Ist die aktuelle Konzentration auch eine Reaktion auf die ver änderten Marktverhältnisse? Schließlich ist der klassische, lokale Multibrand-Fachhandel in den letzten Jahre verstärkt unter Druck geraten – und zwar von verschiedenen Seiten.

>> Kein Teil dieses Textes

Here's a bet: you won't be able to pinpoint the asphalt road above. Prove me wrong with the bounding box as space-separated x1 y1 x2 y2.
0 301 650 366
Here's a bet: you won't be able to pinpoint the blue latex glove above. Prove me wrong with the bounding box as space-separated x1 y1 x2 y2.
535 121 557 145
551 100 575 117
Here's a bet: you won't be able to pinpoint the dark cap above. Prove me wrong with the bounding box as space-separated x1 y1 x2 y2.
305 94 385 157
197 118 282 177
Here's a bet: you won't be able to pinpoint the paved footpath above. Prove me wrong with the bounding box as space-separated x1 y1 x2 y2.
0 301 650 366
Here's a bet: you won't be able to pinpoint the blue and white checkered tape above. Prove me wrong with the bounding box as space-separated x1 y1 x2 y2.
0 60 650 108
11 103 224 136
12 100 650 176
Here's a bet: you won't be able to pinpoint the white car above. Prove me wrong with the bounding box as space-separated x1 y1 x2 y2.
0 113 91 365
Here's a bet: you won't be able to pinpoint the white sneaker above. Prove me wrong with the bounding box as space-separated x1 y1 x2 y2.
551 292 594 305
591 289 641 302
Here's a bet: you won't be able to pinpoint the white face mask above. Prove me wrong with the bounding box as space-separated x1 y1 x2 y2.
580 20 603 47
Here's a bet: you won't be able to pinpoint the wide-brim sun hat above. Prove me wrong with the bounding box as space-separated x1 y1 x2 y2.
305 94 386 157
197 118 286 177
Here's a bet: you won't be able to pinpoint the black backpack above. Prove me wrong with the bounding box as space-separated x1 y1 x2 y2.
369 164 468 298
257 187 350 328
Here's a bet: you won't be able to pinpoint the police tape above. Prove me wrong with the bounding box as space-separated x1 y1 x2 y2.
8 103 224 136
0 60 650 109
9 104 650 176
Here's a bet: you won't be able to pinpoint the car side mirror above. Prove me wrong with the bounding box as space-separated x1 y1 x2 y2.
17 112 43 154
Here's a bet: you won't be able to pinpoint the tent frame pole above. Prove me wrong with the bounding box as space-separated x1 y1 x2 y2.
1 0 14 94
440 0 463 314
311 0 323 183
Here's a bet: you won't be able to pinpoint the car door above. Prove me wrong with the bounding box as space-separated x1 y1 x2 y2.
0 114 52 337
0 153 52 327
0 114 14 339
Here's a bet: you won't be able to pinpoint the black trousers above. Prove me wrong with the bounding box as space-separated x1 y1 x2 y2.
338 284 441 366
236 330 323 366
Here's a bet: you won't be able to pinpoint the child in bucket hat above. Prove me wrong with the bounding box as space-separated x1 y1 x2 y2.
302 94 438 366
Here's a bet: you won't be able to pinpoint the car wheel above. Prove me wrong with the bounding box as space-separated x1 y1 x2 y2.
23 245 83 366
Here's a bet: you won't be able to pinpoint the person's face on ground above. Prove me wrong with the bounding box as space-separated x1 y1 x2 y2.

Der Markt hat sich stark verändert, nicht zuletzt durch tiefpreisige, vertikale Mitbewerber wie H&M oder die Inditex Gruppe, die einen hervorragenden Job machen. Es gibt viele Marken, die in ihren eigenen Shops ein gutes Business machen, das gab es vor 20 Jahren kaum. Unsere Hauptmarken Armani, Boss, Diesel, G-Star, Marc O’Polo, Tommy Hilfiger oder Zegna, aber auch Paul Kehl haben inzwischen ihre eigenen Läden. Es findet gerade eine natürliche Auslese statt. Sie haben einerseits im unteren Preisbereich sehr tüchtige, sehr schnelle vertikale Anbieter und im oberen Preisbereich Topmarken, die ihre eigenen Läden machen. Und als dritten Faktor haben Sie Online, ein neuer Kanal, der stark wächst. Unsere Antworten auf diese Veränderungen im Markt ist wie folgt: 1. Als Multibrand-Anbieter mit den besten Marken findet unsere Kundin und unser Kunde alles unter einem Dach. 2. Unsere Stärke ist glaubwürdige Qualität und kompetenter Service. Das von uns bevorzugte Marktsegment der Mitte und der oberen Mitte spricht die meisten Schweizerinnen und Schweizer an. Die große Mehrheit will nicht nur Billigmode oder sehr teure Marken. 3. Unser Preis-Leistungs-Verhältnis muss hervorragend sein. 4. Unter der Marke PKZ werden wir im Schweizer Markt der kompetenteste MultichannelAnbieter im Fashionbereich. Mit einem Angebot von über 10.000 Artikeln online und der Möglichkeit, in all unseren rund 50 Geschäften reservieren oder umtauschen zu können, decken wir die Bedürfnisse der modernen Kundschaft online wie offline ab. 5. Mit Paul Kehl haben wir eine eigenständige Marke, die vertikal, schnell und sehr beliebt ist und erst noch exklusiv bei PKZ und in unseren Paul Kehl Stores zu finden ist. Mit der Konzentration auf PKZ und Paul Kehl wird auch in der Kommunikation eine viel stärkere Wirkung entstehen. Wir freuen uns auf diese spannenden Veränderungen.